Hochgebirge am Mittelmeer
Nach der zahlreichen Veröffentlichungen über die piemontesischen und südfranzösischen Alpenregionen rückt nun ein weiteres, für Motorradfahrer sehr lohnenswertes Zielgebiet bei dem Autorenteam Bätzing/Kleider ins Visier: Die unmittelbare Grenzregion zu Frankreich am Mittelmeer. Dieser abgelegene Landstrich ist reich an gewundenen Straßen, typisch ligurischen Bergdörfern und damit an authentischen Eindrücken von den Hinterland-Liguriern. Auch wenn Motorradfahren in der Naturpunktreihe des Rotpunktverlags nicht vorkommt, inspirieren die Kleider-Bätzing Bücher auch interessierte und anspruchsvolle Motorradfahrer mit Hintergrundinformationen zu den Ligurischen Alpen.
Westalpen und die Ligurische Alpen wurden vom Alpinismus relativ spät entdeckt. Anders als in Piemont, trifft man im westlichen Teil Liguriens oft auf karstiges Gestein, das bröckelig sein kann und Wasser schnell ableitet. Damit waren die Ligurischen Alpen in einer Zeit, in der es um prestigeträchtige Erstbesteigungen ging, nicht die erste Wahl.
Im Zweiten Weltkrieg wurde in den Ligurischen Alpen Geschichte geschrieben, denn die Resistenza machte der Deutschen Wehrmacht mehr Probleme, als die aus Süditalien anrückenden Alliierten. Aber auch in vorangegangenen kriegerischen Auseinandersetzungen waren die Ligurischen Alpen stets Bestandteil wichtiger Grenzbefestigungen. Im Buch erfährt man auch Neuigkeiten über die Ligurische Grenzkammhöhenstraße (LGKS), die den Autoren nach seit 2009 gesperrt sein soll, was zumindest zu ‚weniger Verkehr‘ dort oben führt. Das hat zwar formal und temporär seine Richtigkeit, ist aber auch ein wenig Wunschdenken der Autoren. Wer genaueres wissen möchte, schaut in den Kommentaren von Alpenrouten.de nach.
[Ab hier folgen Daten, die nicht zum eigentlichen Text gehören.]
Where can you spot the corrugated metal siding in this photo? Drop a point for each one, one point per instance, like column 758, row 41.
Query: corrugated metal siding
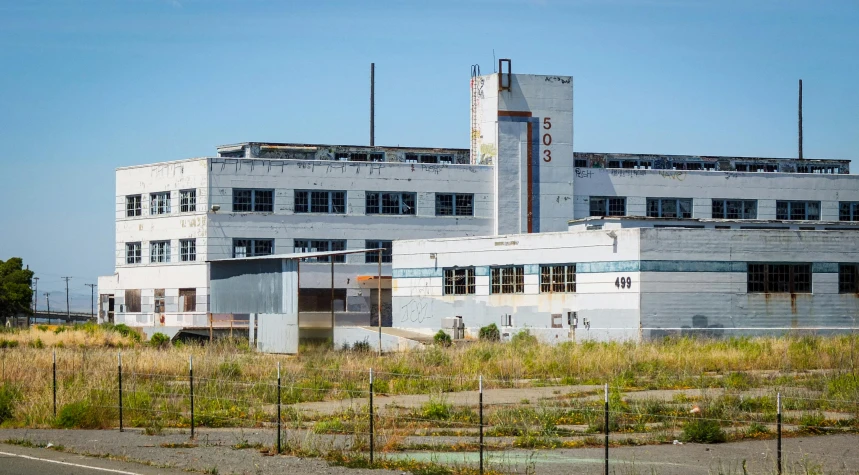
column 247, row 287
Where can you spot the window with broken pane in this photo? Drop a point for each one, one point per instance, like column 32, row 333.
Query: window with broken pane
column 459, row 281
column 159, row 203
column 133, row 205
column 187, row 201
column 798, row 210
column 779, row 278
column 848, row 278
column 507, row 280
column 558, row 278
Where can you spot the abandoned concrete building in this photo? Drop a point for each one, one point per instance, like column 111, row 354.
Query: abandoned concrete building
column 520, row 176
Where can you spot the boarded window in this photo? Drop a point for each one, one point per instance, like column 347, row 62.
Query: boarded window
column 132, row 300
column 159, row 300
column 188, row 300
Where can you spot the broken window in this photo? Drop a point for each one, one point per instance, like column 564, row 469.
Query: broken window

Eine gute Recherche haben Werner Bätzing und Michael Kleider hingegen zur Geschichte des Ligurischen Grenzkamms gemacht: Dort hat man herausgefunden, dass der Teil der LGKS vom Balcone di Marta entlang des Monte Saccarello‘s (Pässe: Collardente, Guardia, Garezzo) bis nach Nava (41 km) Anfang der 1930er Jahre von Militärs angelegt wurde. Der nördliche Teil der LGKS hörte streckenweise auf den Namen ‚Via Marenca‘ und geht auf eine erste urkundliche Erwähnung von 1207 zurück. Diese Route führte von Limone di Piemonte hinauf zum Tenda Pass und über den Boaria zum Colle dei Signori und zweigte von dort nach Monesi und weiter zum Mittelmeer ab. Gleichzeitig war diese Straße auch als Salzstraße und Handelsweg bekannt. Das erklärt auch, warum viele Einheimischen von einer Via del Sale sprechen, wenn man Sie nach der ‚Strada ex militare Colle di Tenda‘ fragt. Orts- und Bergnamen geben ebenfalls Hinweise auf die salzige Geschichte der Saumpfade.
Alles in allem erfährt man eine Menge Hintergrundwissen über den Gebirgszug und die Kultur seiner Anwohner, ein Wissen, das man bei Exkursionen zu Fuß und auf zwei Rädern gut gebrauchen kann.
Bei der Vielzahl der Veröffentlichungen des Autorenteams bleibt anzumerken, das es in manchen Buchteilen zu Überschneidungen kommt (etwa bei ‚Praktische Hinweise für den Wanderer‘). Der Schreibstil mit vielen Schachtelsätzen und manchmal wissenschaftlichen Ansprüchen ist nicht immer so zu lesen, wie ein gut geschriebener Roman, dafür aber sehr informativ. Die Fotos im Buch sind ebenfalls gut aber eben nicht immer professionell, was dem Buch jedoch keinen Abbruch tut. In jedem Fall macht es Lust auf das Naturerlebnis Ligurien, dem mediterranen Hochgebirge am Mittelmeer.